In 1995 Claremont Controls Ltd. achieved ISO 9001:1994
registration for the design, development and provision of Hornet
Software and associated services. Our quality systems also achieved
the necessary standard to be registered under TickIT.
ISO 9001:1994
Is the Quality System Standard - a set of requirements for
quality assurance in design, development, production, installation
and servicing. It identifies the 20 key elements that are the
foundation for quality.
TickIT
Is designed to improve market confidence in third party quality
system certification and makes active use of IS0 9001 for software
developers in a rational disciplined approach for any company
involved in software development. Case study evidence has shown it
to have been effective. An important part of TickIT has been to
stimulate software system developers to think about what quality
really is in the context of software development.
Year 2000 Conformity
All Hornet products were designed to conform to any requirements
brought about by the roll over of dates in the year 2000 since
their inception in the early 1980's. The British Standards
Institute committee BDD/1/-/3 defines conformity as requiring that
neither performance not functionality is affected by dates prior
to, during and after the year 2000.
The definition details four specific aspects that must be
addressed, all of which are included in all Hornet software:
- No value for current date will cause any interruption in
operation.
Hornet software does use and check against the current
computer system date and applies this for use in date marking
reports etc. Users must ensure that their system clocks after
1 Jan 2000 have been re-set correctly where necessary (consult
your computer systems documentation). Dates after 1 Jan 2000
will not adversely affect Hornet software.

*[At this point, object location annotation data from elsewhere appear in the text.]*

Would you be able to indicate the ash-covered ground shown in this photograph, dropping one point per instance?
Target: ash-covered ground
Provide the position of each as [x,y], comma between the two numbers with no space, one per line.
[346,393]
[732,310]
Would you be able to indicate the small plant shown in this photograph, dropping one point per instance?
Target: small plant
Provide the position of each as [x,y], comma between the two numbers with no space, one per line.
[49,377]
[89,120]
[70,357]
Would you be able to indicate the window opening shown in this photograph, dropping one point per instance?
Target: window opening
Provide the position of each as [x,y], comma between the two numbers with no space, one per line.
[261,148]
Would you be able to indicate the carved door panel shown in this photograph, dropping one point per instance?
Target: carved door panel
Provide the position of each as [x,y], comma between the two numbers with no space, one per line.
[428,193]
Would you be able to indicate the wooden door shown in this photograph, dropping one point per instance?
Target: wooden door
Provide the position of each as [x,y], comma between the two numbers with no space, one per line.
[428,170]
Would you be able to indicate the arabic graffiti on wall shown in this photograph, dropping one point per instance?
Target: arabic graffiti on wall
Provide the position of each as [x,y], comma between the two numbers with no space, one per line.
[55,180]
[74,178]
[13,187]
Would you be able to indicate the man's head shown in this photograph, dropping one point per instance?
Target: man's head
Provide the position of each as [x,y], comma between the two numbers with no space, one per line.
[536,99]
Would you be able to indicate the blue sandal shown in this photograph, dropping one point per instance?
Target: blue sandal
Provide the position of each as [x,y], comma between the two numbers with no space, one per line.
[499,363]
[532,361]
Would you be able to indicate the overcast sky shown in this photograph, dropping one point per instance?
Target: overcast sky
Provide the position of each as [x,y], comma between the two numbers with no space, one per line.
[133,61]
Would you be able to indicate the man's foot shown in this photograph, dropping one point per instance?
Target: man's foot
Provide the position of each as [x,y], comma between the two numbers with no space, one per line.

- Date based functionality must behave consistently for dates
prior to, during and after the year 2000.
This is true for all Hornet software.
- In all interfaces and data storage, the century in any date
must be specified either explicitly or by unambiguous algorithms
or inferencing rules.
Hornet uses a generic inferencing for resolving
ambiguous century dates; for example year dates of less than
70 are deemed to be years after the millenium threshold. All
projects based date values are stored and processed in Hornet
by a method independant of and unaffected by the millenium
date change.
- Year 2000 must be recognised as a leap year.
This is true for all Hornet software.